Von ihm kam Schweigen.
„Wir machen dich sofort los, wenn wir wissen, wer dein Führungsagent ist. Also rück mit der Sprache raus, klar?“
Wieder schweigen.
„Ronny, der sagt uns nichts, vielleicht sollten wir uns ein wenig umsehen, was meinst du?“
„Das machen wir, aber kleb dieses Arschloch vorher noch am Tisch fest. Er soll's ja nicht zu einfach haben!“
Gesagt, getan. Wir trennten uns, ich ging ins Obergeschoss, während Michael unten blieb und dort alles auf links drehte. Im Schlafzimmer war wenig zu finden. Allein ein Kampfmesser im Nachttisch. Nebenan, im Arbeitszimmer fand ich einige Akten, jedoch ohne verwertbare Informationen. Trotzdem packte ich diese Akten ein. Im zweiten Schlafzimmer war gar nichts. Obwohl ich die Wände abklopfte, fand ich nichts weiter. Gerade als ich wieder runter wollte um mit Michael den Keller zu durchsuchen, hörte ich ihn schreien.
Ich flog hinunter und sah dieses Arschloch über Michael stehen. Er blutete Stark an einem Handgelenk und um Michaels Hals herum bildete sich schnell eine große Blutlache. Ich stürze vor und mein Messer, schlitzte das blutige Handgelenk weiter auf. Ein zweiter stoß mit dem Messer, diesmal genau ins Zentralmassiv beendete den Kampf. Ich fesselte ihn erneut und nahm Michaels Rucksack.
„Gut, du hast also eine Rasierklinge in deinem Ärmel gehabt, wir hätten dich durchsuchen sollen, den Fehler, werde ich nicht mehr begehen!“
Ich zog einen kleinen Metalldetektor aus dem Rucksack und suchte meinen Gefangenen ab. Er war sauber. Nachdem dies erledigt war, nahm ich einen Zimmermannshammer aus Michaels Rucksack.

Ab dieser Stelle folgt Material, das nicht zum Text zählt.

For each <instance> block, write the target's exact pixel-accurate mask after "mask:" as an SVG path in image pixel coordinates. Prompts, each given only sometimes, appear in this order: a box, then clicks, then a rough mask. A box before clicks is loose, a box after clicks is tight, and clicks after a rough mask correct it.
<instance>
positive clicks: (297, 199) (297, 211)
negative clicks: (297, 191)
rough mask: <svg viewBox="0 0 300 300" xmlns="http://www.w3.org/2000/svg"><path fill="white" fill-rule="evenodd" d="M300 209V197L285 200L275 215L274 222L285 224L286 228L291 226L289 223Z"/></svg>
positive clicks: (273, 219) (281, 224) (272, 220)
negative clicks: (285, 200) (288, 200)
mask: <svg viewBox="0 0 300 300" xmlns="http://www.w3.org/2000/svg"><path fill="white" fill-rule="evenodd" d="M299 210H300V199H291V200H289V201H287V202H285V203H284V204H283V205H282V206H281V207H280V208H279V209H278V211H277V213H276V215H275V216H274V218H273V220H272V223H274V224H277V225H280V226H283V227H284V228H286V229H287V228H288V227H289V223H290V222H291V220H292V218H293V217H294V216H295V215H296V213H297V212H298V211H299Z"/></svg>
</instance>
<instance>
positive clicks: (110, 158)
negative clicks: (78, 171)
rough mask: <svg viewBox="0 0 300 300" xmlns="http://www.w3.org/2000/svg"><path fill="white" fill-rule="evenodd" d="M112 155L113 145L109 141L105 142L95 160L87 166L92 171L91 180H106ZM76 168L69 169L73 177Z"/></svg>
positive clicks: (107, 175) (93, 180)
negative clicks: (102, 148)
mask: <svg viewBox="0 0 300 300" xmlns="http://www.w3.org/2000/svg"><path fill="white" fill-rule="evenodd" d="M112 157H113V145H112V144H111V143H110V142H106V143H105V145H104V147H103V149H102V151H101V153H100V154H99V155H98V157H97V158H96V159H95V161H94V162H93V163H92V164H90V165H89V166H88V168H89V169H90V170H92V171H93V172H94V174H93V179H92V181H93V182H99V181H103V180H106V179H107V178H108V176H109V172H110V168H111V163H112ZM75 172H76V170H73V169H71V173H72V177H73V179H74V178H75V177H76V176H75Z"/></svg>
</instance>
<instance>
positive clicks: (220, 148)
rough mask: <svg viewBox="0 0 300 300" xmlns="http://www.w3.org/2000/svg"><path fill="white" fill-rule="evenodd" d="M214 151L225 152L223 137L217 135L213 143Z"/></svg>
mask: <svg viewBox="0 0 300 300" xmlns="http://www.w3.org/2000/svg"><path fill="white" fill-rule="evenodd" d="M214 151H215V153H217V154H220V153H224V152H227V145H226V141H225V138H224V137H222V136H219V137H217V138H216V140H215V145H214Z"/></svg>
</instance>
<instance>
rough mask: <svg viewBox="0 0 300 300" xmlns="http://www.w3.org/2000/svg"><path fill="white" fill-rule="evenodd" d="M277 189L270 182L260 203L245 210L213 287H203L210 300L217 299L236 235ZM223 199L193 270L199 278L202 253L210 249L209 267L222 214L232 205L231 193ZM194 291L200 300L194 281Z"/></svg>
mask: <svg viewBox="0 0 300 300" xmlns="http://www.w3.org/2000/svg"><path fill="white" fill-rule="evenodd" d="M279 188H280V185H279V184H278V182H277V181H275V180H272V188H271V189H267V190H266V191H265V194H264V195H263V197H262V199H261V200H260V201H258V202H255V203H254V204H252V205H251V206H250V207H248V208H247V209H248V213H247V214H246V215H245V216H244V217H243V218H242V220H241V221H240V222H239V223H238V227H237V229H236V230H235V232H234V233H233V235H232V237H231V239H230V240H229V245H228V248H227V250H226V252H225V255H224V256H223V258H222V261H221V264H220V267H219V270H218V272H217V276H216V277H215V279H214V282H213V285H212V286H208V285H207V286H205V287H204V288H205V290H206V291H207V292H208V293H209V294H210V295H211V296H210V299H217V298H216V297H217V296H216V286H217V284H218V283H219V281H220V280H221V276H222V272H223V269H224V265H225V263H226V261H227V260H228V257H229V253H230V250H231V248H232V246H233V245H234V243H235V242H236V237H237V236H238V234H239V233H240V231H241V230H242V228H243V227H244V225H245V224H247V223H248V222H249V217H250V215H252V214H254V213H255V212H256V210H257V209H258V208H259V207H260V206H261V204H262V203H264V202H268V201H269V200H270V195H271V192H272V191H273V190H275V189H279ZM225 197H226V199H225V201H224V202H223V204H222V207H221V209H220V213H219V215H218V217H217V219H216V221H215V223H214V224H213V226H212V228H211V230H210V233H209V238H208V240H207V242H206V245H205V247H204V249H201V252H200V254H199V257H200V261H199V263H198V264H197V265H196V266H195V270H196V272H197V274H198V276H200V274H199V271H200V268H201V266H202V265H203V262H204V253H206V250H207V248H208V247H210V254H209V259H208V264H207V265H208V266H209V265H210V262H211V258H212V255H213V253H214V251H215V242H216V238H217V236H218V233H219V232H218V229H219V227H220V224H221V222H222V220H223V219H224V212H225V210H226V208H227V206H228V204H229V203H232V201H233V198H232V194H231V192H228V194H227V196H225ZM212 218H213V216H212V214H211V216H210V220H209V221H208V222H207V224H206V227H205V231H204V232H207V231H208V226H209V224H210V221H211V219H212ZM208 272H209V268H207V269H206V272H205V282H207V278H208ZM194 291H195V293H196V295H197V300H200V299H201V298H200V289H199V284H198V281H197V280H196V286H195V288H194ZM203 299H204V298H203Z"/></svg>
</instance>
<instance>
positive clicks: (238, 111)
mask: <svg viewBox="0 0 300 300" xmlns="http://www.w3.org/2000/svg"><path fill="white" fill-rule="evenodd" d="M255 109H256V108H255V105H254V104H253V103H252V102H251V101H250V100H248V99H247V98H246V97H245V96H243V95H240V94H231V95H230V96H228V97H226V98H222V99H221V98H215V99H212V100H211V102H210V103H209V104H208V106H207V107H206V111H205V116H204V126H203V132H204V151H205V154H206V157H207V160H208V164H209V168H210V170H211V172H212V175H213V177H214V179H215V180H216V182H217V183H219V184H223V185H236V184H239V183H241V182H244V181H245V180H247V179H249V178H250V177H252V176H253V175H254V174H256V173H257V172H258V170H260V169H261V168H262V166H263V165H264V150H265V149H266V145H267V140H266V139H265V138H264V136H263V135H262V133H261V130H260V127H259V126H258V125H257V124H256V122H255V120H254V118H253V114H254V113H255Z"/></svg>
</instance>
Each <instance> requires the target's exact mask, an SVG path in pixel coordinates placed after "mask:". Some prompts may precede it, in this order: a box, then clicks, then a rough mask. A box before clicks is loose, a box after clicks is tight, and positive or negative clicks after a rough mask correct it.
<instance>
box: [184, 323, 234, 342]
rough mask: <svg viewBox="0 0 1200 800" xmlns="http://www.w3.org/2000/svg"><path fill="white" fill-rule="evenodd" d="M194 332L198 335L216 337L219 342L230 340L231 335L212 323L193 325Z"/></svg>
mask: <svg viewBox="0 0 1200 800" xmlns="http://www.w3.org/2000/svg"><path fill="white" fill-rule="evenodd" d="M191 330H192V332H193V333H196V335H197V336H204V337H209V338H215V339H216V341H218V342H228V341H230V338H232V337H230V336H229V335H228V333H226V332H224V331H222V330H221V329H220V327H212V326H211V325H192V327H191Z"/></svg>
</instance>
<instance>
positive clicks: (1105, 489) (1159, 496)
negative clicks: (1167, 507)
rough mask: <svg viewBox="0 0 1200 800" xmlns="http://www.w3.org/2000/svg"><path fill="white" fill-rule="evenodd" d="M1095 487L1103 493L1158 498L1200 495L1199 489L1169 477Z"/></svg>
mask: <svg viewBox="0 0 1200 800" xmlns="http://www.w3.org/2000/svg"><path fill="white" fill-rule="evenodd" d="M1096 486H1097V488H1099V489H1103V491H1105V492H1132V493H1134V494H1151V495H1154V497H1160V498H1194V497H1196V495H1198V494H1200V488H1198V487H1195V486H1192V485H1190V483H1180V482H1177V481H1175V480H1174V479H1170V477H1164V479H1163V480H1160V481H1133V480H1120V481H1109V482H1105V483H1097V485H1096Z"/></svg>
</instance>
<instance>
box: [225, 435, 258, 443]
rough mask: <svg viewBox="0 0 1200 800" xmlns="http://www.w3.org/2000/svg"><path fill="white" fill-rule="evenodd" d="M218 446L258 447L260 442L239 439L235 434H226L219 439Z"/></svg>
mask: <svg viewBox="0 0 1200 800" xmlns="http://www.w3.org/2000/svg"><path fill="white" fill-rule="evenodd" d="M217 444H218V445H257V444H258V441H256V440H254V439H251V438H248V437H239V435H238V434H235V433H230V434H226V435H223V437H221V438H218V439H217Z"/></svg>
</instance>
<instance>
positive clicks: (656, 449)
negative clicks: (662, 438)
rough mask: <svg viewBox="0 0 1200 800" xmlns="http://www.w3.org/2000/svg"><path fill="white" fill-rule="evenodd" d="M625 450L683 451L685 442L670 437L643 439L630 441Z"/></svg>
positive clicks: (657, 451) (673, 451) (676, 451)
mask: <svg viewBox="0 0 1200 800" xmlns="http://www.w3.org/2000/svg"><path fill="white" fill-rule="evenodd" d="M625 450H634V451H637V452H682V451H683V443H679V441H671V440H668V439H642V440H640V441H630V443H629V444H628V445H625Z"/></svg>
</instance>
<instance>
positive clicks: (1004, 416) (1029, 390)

„Versuchen wir es nochmal, wer ist dein Führungsoffizier?“
Schweigen.
„Meinst du ich hab den Hammer dabei, um hier ein Bild an die Wand zu Nageln? Also, wenn du jetzt nichts sagst, dann wird es dir leid tun!“
Schweigen, unterbrochen von einem tierischen Schrei, als ich seine linke Kniescheibe durch einen Schlag mit dem Hammer zertrümmerte.
„Bist du jetzt gesprächiger?“
Schmerzliches Röcheln, gefolgt von einer Ladung spucke in meinem Gesicht.
„Oh ein Kämpfer, also die Fähigkeit zu gehen, kannst du erstmal vergessen“
Gerade als ich erneut mit dem Hammer aushole, unterbricht er mich.
„Scheiße, ja ich sag's dir. Mein Führungsoffizier ist Hermann Mayer.“
Ich notiere diesen Namen, und bohre weiter nach. Es kommen diverse Namen ans Licht. Sie alle notiere ich und stelle meine Letzte Frage.
„Willst du weiterleben?“
„Ja, verdammt!“
„Sehr gut“
Ich gehe hinaus und rufe die Notfallnummer an. Nach 20 Minuten kommt eine Spezialeinheit der Armee an und nimmt ihn mit. Mich ebenso, doch zum Zweck mich der Musterung zuzuführen, da ich mich gleich bei ihrem Eintreffen freiwillig gemeldet habe.